Menos mal que la gente en España es buena. Santos varones y santas mujeres. Cómo explicar si no, que aguanten estoicamente llamadas todos los putos días del año, a cualquier hora. Yo me pongo en su lugar, y tiraría el teléfono por la ventana.  Seiscientos euros al mes por ocho horas al día, cinco días a la semana. No es el trabajo de mi vida, pero es lo que hay, y no lo cambiaría por nada del mundo. Soy un paria de la sociedad, pero poder putear a la gente oculto en el anonimato, no se paga con dinero.
 
 Sí amigos, yo soy uno de esos hijos de padre desconocido que os llama a la hora de la siesta cinco semanas seguidas. Yo soy ese al que amablemente le pedís que por favor no os vuelva a telefonear porque no os interesa el producto que os ofrezco, y al día siguiente os vuelvo a molestar repetidas veces hasta que descolgáis. Yo soy ese al que le decís que tenéis Telefónica, y que no vais a cambiar de operador hasta que Paquirrín gane el certamen de Mister Universo, y a los diez minutos lo vuelvo a intentar  por si os habéis arrepentido. Sí, soy un grandísimo hijo de puta, un revienta siestas que no descansa ni en días festivos. Esta es la salsa del trabajo, llamar a alguien tantas veces como yo quiera, para ofrecerle algo que no ha pedido. Es la primera vez en mi vida que tengo la sartén por el mango, y no voy a soltarla.
 
 
 
 
Pero esta mañana he abierto los ojos, y he decidido darme de baja. He tenido que venir a trabajar andando, porque el METRO y la EMT hacían huelga. Al llegar, me he dado cuenta de que era el único en la empresa: Pedro Pablo está de baja maternal, Juanlu, Choti y Piru de vacaciones.
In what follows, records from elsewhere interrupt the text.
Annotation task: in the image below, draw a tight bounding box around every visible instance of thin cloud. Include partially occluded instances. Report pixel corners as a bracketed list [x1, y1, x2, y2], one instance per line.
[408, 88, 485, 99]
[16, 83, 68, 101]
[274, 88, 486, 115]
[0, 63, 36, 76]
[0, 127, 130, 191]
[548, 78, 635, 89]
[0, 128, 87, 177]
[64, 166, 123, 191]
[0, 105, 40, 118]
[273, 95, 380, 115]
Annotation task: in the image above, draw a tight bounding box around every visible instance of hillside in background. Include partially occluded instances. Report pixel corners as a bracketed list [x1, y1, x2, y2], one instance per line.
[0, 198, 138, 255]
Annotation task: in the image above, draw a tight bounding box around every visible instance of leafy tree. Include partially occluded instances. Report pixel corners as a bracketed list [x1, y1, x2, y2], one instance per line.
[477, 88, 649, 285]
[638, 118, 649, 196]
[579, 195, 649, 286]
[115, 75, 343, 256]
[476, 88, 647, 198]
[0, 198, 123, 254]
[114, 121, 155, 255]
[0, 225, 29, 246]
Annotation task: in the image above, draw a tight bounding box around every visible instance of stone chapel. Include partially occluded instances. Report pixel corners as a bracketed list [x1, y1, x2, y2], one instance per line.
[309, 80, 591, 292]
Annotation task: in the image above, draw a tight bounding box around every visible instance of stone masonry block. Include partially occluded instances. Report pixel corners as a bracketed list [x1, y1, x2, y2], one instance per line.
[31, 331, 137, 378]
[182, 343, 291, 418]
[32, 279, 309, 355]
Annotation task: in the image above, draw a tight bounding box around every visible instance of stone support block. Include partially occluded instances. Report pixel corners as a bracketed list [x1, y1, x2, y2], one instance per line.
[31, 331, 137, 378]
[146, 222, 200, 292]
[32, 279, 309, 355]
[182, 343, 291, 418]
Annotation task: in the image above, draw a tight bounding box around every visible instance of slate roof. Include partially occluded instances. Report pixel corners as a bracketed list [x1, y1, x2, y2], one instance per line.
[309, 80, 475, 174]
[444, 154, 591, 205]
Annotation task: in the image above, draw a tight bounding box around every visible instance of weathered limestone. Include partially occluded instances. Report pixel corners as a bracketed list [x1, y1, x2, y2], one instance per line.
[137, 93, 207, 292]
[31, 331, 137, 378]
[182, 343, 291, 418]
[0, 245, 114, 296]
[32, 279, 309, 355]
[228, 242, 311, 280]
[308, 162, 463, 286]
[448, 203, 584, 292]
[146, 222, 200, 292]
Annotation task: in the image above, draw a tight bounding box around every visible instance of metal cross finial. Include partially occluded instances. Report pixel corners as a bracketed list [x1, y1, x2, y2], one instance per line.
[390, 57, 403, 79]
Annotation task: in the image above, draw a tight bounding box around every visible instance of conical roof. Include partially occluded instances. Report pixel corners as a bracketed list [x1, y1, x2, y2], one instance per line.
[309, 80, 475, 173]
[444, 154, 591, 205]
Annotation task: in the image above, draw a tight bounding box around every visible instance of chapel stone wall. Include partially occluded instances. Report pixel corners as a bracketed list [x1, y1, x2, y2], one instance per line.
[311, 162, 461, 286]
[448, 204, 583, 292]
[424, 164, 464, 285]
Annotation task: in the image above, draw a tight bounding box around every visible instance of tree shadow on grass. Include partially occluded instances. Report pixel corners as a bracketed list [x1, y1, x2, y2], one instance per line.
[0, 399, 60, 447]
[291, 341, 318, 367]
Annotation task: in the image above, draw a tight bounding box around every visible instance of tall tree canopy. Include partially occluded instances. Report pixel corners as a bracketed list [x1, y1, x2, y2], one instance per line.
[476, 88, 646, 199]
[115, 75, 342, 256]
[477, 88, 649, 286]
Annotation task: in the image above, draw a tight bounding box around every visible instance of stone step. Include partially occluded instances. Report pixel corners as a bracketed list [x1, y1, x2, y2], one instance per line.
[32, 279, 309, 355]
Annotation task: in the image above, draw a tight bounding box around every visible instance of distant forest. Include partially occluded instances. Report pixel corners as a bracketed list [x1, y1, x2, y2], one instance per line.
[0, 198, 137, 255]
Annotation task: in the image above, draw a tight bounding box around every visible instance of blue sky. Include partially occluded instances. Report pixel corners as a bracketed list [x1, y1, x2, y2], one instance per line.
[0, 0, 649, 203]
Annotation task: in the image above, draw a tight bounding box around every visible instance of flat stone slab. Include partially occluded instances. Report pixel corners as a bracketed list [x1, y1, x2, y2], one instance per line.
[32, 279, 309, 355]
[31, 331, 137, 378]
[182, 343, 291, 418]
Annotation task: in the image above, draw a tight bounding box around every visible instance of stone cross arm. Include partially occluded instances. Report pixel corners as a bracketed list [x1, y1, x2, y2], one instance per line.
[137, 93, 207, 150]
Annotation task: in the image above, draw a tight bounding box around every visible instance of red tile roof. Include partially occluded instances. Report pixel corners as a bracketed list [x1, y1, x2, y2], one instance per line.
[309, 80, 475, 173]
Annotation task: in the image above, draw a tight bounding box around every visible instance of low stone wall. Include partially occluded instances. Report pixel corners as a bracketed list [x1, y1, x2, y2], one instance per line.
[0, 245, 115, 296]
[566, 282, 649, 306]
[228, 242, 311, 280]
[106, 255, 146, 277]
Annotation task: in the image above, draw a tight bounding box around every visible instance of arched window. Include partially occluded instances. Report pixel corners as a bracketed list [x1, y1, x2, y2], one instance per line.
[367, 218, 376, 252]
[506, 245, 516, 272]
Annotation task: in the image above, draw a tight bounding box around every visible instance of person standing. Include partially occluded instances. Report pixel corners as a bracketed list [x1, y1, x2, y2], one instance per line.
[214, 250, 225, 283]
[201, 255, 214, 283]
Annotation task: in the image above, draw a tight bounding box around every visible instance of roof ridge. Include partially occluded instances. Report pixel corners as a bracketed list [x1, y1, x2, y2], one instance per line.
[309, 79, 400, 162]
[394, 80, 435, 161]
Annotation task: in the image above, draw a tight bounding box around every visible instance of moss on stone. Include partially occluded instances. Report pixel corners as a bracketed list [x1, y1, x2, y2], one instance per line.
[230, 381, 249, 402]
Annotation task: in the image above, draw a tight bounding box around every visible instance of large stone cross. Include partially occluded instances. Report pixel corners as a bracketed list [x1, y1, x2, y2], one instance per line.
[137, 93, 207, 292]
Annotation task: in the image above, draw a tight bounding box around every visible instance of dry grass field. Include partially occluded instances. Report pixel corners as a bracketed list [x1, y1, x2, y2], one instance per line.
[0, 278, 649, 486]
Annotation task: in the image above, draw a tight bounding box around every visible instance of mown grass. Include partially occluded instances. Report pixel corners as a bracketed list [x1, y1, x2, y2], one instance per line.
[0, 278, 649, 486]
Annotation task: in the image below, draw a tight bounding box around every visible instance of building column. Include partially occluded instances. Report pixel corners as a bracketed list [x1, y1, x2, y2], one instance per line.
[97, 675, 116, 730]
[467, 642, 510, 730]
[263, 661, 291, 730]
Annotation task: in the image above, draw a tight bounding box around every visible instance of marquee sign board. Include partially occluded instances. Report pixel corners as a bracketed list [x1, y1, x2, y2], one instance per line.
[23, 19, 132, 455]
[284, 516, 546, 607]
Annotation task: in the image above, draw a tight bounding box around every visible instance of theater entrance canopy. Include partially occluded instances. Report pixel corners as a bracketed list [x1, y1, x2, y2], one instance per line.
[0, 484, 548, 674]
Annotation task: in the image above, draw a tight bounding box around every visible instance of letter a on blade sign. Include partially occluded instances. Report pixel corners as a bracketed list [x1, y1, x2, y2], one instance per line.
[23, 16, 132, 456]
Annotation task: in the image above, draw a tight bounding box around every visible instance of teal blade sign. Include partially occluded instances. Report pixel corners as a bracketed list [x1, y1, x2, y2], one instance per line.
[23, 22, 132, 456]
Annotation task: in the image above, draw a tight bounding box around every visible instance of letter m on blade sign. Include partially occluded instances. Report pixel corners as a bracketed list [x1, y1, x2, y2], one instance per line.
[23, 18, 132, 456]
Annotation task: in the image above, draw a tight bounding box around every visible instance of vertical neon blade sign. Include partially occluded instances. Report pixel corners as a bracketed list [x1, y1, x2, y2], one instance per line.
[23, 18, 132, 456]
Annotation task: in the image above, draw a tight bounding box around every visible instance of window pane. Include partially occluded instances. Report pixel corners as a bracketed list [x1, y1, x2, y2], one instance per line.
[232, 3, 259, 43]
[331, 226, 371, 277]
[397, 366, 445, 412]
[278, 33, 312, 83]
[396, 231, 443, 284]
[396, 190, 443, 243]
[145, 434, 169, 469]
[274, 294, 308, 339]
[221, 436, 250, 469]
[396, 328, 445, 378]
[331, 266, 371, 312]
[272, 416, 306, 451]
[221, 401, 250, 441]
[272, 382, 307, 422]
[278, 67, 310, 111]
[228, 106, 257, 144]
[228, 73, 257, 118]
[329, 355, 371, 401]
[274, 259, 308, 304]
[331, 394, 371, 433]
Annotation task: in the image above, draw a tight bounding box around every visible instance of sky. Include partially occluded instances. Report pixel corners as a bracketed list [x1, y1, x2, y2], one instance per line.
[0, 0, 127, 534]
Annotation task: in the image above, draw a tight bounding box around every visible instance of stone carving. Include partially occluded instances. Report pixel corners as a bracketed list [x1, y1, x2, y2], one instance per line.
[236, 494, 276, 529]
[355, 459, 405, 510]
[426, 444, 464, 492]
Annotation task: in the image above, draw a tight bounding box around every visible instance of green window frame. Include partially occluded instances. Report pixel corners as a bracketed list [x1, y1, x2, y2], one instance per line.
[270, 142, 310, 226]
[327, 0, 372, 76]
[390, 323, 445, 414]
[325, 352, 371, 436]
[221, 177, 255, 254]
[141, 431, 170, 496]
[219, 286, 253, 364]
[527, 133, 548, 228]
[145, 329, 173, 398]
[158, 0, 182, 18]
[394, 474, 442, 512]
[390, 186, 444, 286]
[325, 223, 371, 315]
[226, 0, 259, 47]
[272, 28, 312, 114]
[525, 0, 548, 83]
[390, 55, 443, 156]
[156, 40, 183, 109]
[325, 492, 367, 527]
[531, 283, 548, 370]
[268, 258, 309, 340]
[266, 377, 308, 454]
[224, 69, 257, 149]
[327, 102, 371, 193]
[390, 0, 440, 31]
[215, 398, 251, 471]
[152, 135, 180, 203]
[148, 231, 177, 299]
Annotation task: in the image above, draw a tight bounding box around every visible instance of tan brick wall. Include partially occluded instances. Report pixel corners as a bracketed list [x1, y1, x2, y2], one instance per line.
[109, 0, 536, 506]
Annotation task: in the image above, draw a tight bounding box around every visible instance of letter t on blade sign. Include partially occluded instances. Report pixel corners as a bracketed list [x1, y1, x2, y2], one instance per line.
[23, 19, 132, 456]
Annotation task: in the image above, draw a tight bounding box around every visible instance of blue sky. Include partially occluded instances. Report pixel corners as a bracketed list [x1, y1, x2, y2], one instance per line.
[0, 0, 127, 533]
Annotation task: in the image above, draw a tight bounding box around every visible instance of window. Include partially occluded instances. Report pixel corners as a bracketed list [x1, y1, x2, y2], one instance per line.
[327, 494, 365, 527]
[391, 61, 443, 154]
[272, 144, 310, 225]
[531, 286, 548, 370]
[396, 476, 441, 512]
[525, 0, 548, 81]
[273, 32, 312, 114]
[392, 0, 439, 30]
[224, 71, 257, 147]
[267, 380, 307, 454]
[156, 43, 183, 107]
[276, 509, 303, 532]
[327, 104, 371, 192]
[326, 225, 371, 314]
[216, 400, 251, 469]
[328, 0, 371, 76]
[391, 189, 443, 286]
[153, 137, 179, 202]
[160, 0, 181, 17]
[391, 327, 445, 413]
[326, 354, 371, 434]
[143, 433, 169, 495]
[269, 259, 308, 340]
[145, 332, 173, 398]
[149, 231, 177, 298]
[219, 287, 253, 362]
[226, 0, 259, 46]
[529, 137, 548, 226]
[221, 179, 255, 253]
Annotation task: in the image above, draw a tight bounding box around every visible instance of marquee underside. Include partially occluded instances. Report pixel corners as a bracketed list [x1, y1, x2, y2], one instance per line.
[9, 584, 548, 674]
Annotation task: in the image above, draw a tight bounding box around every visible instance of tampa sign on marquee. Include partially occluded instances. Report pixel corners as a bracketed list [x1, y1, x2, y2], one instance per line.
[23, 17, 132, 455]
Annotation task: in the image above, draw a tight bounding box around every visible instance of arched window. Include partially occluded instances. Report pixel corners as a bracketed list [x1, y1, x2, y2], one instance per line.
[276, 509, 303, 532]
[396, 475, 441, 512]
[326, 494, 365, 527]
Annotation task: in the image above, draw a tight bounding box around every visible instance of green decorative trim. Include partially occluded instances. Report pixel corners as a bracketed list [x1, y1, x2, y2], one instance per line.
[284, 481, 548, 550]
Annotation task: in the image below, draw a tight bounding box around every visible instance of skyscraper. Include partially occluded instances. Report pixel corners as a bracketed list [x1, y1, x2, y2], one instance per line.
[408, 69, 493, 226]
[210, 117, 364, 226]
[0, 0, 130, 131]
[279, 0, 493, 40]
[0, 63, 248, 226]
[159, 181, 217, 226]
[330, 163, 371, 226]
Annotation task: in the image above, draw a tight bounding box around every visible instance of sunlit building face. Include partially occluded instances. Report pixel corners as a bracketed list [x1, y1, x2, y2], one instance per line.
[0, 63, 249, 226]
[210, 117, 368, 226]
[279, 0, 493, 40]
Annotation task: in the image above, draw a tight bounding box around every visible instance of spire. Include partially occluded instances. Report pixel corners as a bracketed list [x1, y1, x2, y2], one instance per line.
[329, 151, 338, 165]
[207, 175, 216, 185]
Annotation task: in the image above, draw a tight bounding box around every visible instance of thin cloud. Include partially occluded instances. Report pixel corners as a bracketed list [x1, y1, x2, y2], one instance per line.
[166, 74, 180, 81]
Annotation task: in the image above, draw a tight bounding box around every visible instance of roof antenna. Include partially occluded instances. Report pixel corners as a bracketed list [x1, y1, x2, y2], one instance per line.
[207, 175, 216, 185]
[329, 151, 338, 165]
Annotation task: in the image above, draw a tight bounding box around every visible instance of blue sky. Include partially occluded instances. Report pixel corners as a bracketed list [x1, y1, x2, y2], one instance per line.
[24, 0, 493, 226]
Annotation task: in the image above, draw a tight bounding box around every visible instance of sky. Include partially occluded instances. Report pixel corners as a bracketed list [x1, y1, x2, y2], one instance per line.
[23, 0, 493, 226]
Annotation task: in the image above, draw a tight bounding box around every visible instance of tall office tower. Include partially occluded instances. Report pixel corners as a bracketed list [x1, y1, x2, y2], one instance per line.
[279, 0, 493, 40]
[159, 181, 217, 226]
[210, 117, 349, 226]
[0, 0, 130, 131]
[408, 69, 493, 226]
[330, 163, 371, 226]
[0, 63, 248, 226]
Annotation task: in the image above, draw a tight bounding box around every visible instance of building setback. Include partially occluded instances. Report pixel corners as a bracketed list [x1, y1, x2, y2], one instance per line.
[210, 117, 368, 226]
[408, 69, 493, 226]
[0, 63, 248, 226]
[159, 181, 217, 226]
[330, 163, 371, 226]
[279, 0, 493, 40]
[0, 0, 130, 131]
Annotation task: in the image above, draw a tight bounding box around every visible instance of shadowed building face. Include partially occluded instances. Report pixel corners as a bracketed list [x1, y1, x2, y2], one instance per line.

Justi se había cogido el día para llevar al médico a su suegra, con la que no se habla desde que Suárez legalizó el Partido Comunista, y Edilberto tiene por quinta vez gastroenteritis en la que va de semana, y estamos a martes.
 
Luego he pensado en mi familia. Mi padre está jubilado y mi suegro también. Mis cuñados y mis hermanos están prejubilados, menos el pequeño, que es funcionario y lleva doce de meses de baja por estrés laboral. Yo le entiendo: Los suplementos dominicales de los periódicos cada vez tienen más páginas, y al bueno de Chemari no le da tiempo a leerlos todos en el trabajo, por lo que está atacado de los nervios.
 
En mi portal, los del primero, segundo y tercero están en el paro. Los del cuarto, quinto y sexto llevan tanto tiempo sin trabajar, que ya se han borrado hasta del INEM. El del séptimo A tiene una invalidez total por artrosis incipiente en la rodilla, y el del séptimo B es crítico de cine, o sea que le pagan por lo que los demás pagamos, y encima se da el gustazo de poner a parir el trabajo de otros, aunque él no sería capaz de rodar ni un video de comunión.
 
Así que quedamos los del noveno: Iker y yo. Dos hombres y un destino: Levantar España. La verdad es que él no trabaja mucho desde que es suplente. Ayer fue padre, y cuando le llamé para felicitarle, me dijo que se iba a tomar unos días para acompañar a Sara y al niño. Tras colgar, me quedé pensativo y dije en voz baja: Kike, eres el único gilipollas que queda trabajando en España. O pides una baja, o vas a pagar tu solito las pensiones, subvenciones, cuotas, impuestos, tasas y corruptelas de los cuarenta millones de españoles. Dicho y hecho. ¡Qué os den!”. VanityFreakNews.